Quando os sistemas evoluíram para o uso de terminais nos departamentos clientes do CPD, ou seja, quando os computadores passaram a ter “usuários finais” nos demais departamentos de cada organização, surgiu a necessidade de que as telas e as mensagens operacionais do sistema, além dos manuais de instruções, estivessem no idioma dos usuários.

Daí o projeto “National Language”, que teve como objetivo produzir, para os muitos países em que a IBM atuava, software e manuais nos respectivos idiomas – em sua língua nacional.


Minha designação para o projeto me levou a trabalhar na implantação do Departamento de National Language no Brasil e a participar do grupo internacional da IBM World Trade, formado pelos gerentes de projeto dos vários países envolvidos. Havia reuniões periódicas nos escritórios da Empresa no Estado de Nova York, para discussão do progresso das atividades, para apresentações de diretrizes e para sessões de trabalho (workshops). Além das reuniões, visitávamos  fábricas e centros de desenvolvimento em várias cidades, para sermos informados sobre novos produtos, hardware e software.

Por necessidades específicas, o Canadá (pelo uso do idioma Francês do Quebec) e o Japão (com seus “alfabetos” especiais) estavam adiantados nas atividades de tradução, com departamentos bem estruturados, razão pela qual, no início do projeto, estendi minha viagem aos Estados Unidos para Montreal e Tóquio. De ambos eu trouxe informações sobre a missão e organização dos respectivos departamentos responsáveis pelas traduções, estruturados já havia algum tempo. No Japão, tive a oportunidade de admirar a criatividade dos analistas ao lidar, nos computadores, com os ideogramas. Haviam começado com o Hiragana e o Katakana, linguagens escritas simplificadas, e evoluíram para o Kanji (deste, lembro de falarem em trabalhar com 4000 ideogramas).

Nas reuniões do grupo do projeto, tomávamos conhecimento das necessidades de cada país, casos de países com dois idiomas além do Canadá (como o da Bélgica, que eu desconhecia), variantes do mesmo idioma em países diferentes (por exemplo, Francês da França e do Canadá), e a necessidade, em alguns países, de traduzirem até as placas identificadoras das máquinas.

Nessas reuniões, eram apresentados, também, produtos novos, alguns antes do anúncio pela Empresa, que iriam requerer nosso trabalho de traduções (nessas apresentações, como a IBM não podia fazer pré-anúncios, assinávamos compromissos de confidencialidade). Por exemplo, guardo a lembrança de uma incrível demonstração do futuro Personal Computer (o PC) dramatizada pelo funcionamento da máquina até com seus componentes desmontados, fora da caixa.

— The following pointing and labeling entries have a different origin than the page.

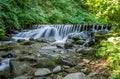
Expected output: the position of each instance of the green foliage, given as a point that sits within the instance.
(111, 49)
(107, 9)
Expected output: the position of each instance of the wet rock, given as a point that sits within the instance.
(59, 77)
(71, 70)
(19, 68)
(31, 39)
(42, 72)
(21, 77)
(93, 75)
(45, 62)
(78, 36)
(20, 40)
(79, 42)
(50, 39)
(68, 45)
(6, 48)
(57, 69)
(60, 45)
(4, 64)
(27, 42)
(78, 75)
(86, 61)
(7, 55)
(87, 51)
(61, 61)
(5, 74)
(40, 40)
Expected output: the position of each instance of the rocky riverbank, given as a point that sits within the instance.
(38, 59)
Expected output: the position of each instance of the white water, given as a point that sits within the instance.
(58, 32)
(4, 64)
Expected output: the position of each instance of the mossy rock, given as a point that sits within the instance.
(79, 42)
(45, 62)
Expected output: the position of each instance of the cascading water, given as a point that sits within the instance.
(58, 32)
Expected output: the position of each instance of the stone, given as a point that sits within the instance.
(20, 40)
(80, 42)
(86, 61)
(87, 51)
(68, 45)
(21, 77)
(19, 67)
(57, 69)
(60, 45)
(4, 64)
(50, 39)
(27, 42)
(59, 77)
(5, 48)
(5, 74)
(93, 75)
(77, 75)
(40, 40)
(42, 72)
(31, 39)
(45, 62)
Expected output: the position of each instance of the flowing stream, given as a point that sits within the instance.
(58, 32)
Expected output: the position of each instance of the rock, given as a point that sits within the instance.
(5, 74)
(40, 40)
(78, 75)
(20, 40)
(59, 77)
(60, 61)
(45, 62)
(48, 49)
(68, 45)
(4, 64)
(86, 61)
(21, 77)
(50, 39)
(80, 42)
(19, 67)
(57, 69)
(78, 36)
(6, 48)
(60, 45)
(42, 72)
(87, 51)
(31, 39)
(93, 75)
(27, 42)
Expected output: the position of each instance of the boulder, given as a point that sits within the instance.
(79, 42)
(45, 62)
(50, 39)
(19, 67)
(78, 75)
(68, 45)
(42, 72)
(21, 77)
(57, 69)
(87, 51)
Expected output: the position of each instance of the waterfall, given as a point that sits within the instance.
(58, 32)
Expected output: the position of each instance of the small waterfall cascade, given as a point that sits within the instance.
(4, 65)
(58, 32)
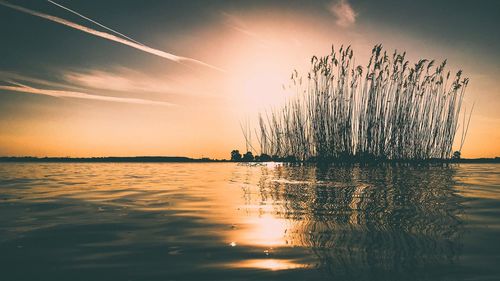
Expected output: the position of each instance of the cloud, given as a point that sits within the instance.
(120, 79)
(344, 13)
(110, 37)
(18, 87)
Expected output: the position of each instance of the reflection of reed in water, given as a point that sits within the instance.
(362, 221)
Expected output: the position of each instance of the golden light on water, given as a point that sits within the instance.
(268, 264)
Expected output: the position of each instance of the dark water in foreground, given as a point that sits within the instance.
(223, 221)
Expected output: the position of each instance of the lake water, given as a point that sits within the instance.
(224, 221)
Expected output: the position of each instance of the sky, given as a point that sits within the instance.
(126, 78)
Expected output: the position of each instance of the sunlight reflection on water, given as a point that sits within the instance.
(225, 221)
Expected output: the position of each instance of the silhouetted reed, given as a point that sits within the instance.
(390, 111)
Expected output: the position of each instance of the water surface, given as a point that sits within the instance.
(224, 221)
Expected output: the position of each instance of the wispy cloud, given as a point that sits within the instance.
(119, 79)
(343, 12)
(92, 21)
(110, 37)
(18, 87)
(239, 25)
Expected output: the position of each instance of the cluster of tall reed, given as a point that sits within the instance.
(390, 110)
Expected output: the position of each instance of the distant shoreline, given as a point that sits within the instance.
(180, 159)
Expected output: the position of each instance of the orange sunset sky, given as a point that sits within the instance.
(176, 78)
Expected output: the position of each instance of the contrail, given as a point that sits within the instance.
(93, 21)
(108, 36)
(79, 95)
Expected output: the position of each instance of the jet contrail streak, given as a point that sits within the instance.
(79, 95)
(108, 36)
(93, 21)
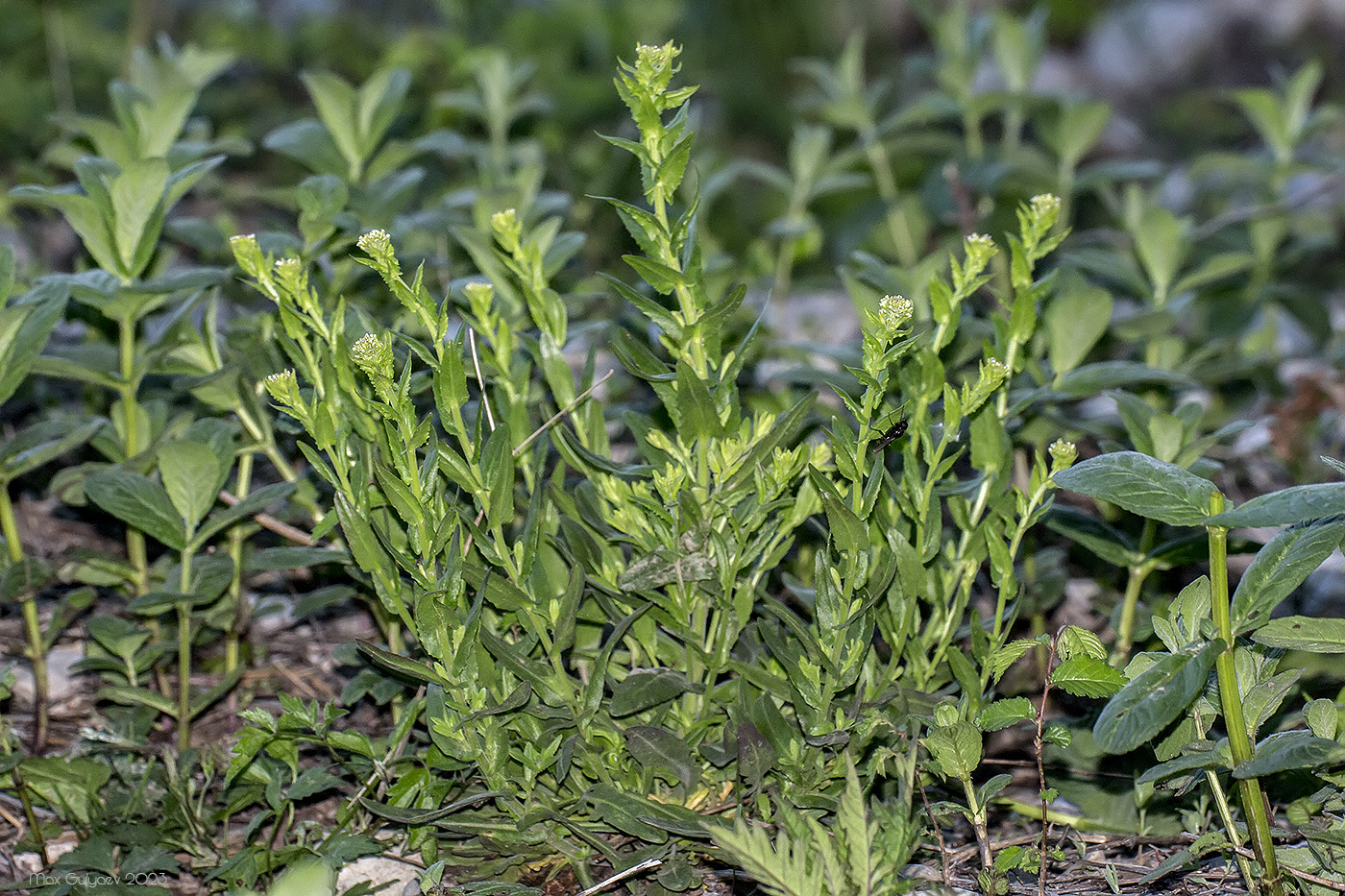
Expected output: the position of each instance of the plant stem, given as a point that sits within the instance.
(235, 584)
(1039, 744)
(1134, 584)
(31, 626)
(1239, 740)
(131, 433)
(184, 657)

Houve, também, uma apresentação de software que já era classificado como  “Inteligência Artificial”. Era um programa de perguntas e respostas, semelhante, no conceito, ao sistema do Google. Não me lembro de sua abrangência, se era limitado por assuntos, por exemplo.

As visitas aos centros de desenvolvimento de software e às fábricas também eram muito interessantes para orientação ao grupo na produção de seus módulos de software e de seus manuais.

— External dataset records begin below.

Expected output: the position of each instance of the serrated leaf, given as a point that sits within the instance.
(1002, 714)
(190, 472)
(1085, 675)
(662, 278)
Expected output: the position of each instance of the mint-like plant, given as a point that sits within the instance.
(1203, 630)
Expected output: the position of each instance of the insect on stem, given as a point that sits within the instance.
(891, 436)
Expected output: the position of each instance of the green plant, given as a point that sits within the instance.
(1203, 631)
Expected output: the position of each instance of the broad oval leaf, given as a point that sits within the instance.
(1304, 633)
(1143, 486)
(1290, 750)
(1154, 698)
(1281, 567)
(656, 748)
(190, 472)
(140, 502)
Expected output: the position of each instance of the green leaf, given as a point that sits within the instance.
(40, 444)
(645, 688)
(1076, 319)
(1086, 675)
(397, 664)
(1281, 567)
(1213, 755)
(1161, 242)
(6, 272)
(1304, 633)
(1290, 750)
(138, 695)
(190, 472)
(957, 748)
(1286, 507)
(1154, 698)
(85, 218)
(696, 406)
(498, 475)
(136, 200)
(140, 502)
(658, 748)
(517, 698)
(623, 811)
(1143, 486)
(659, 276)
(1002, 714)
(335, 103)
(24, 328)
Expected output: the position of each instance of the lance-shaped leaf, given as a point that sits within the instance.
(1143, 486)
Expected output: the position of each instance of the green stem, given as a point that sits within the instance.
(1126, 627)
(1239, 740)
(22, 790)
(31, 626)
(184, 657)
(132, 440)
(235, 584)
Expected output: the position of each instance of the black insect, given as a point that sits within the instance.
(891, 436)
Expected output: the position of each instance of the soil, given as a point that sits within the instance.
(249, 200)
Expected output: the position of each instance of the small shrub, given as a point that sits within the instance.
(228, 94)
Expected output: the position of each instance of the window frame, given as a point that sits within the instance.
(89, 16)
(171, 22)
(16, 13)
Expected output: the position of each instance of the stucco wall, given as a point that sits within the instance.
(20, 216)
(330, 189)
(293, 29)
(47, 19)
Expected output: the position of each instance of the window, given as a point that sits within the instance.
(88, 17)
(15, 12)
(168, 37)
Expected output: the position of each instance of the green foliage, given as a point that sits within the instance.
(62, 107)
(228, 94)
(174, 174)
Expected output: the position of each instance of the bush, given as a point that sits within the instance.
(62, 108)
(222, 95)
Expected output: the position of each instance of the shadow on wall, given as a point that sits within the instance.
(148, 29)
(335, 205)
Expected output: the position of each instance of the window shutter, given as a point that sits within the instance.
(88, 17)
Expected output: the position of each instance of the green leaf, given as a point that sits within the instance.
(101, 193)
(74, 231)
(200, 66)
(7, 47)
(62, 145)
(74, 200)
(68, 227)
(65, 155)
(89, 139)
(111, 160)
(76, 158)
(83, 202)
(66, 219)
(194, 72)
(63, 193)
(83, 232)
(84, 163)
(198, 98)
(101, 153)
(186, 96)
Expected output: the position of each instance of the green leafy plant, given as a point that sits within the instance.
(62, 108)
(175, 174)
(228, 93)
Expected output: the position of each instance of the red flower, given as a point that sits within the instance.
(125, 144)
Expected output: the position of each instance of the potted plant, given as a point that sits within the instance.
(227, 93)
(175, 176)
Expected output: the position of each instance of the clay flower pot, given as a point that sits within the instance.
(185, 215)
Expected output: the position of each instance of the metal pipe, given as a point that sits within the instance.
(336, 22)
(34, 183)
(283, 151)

Por exemplo, em uma das fábricas, tomamos conhecimento do procedimento que a IBM chamava de “Human Factors”, que era uma pesquisa do comportamento das pessoas com capacidade de operar um certo equipamento, mas necessitavam de treinamento para um novo produto. Por exemplo, quando foi introduzido o disquete flexível (o floppy disk), fizeram a pesquisa pondo as pessoas em uma sala fechada frente ao equipamento e dando, sem instrução prévia, um disquete para introduzir na máquina e digitar um documento. As reações das pessoas, observadas pelos técnicos fora da sala, eram as mais variadas e indicavam que tipo de treinamento e informação eram necessários para o bom uso do produto.

Nos centros de desenvolvimento de software, éramos informados, sempre nos comprometendo com a confidencialidade, sobre as características dos produtos em desenvolvimento que teríamos de traduzir. O Centro de Desenvolvimento de software de Santa Teresa, na Califórnia, próximo a San José, impressionava os visitantes por ser um edifício moderno construído em um terreno de fazenda, bucólico, com o objetivo de proporcionar aos profissionais de desenvolvimento de software um ambiente tranquilo para seu trabalho. 

De início, a tradução de programas, era muito difícil porque os textos das telas e mensagens em Inglês estavam inseridos na sequência das instruções e precisavam ser pesquisados nos programas, geralmente muito grandes e complexos. Um dos analistas de meu departamento foi aos Estados Unidos trabalhar em um projeto desse tipo, enfrentando a dificuldade enorme do processo. Experiências desse tipo levaram a IBM a mudar a arquitetura dos programas, mediante a inclusão de um módulo de tradução que cada país líder do idioma passou a preparar para introdução no software respectivo.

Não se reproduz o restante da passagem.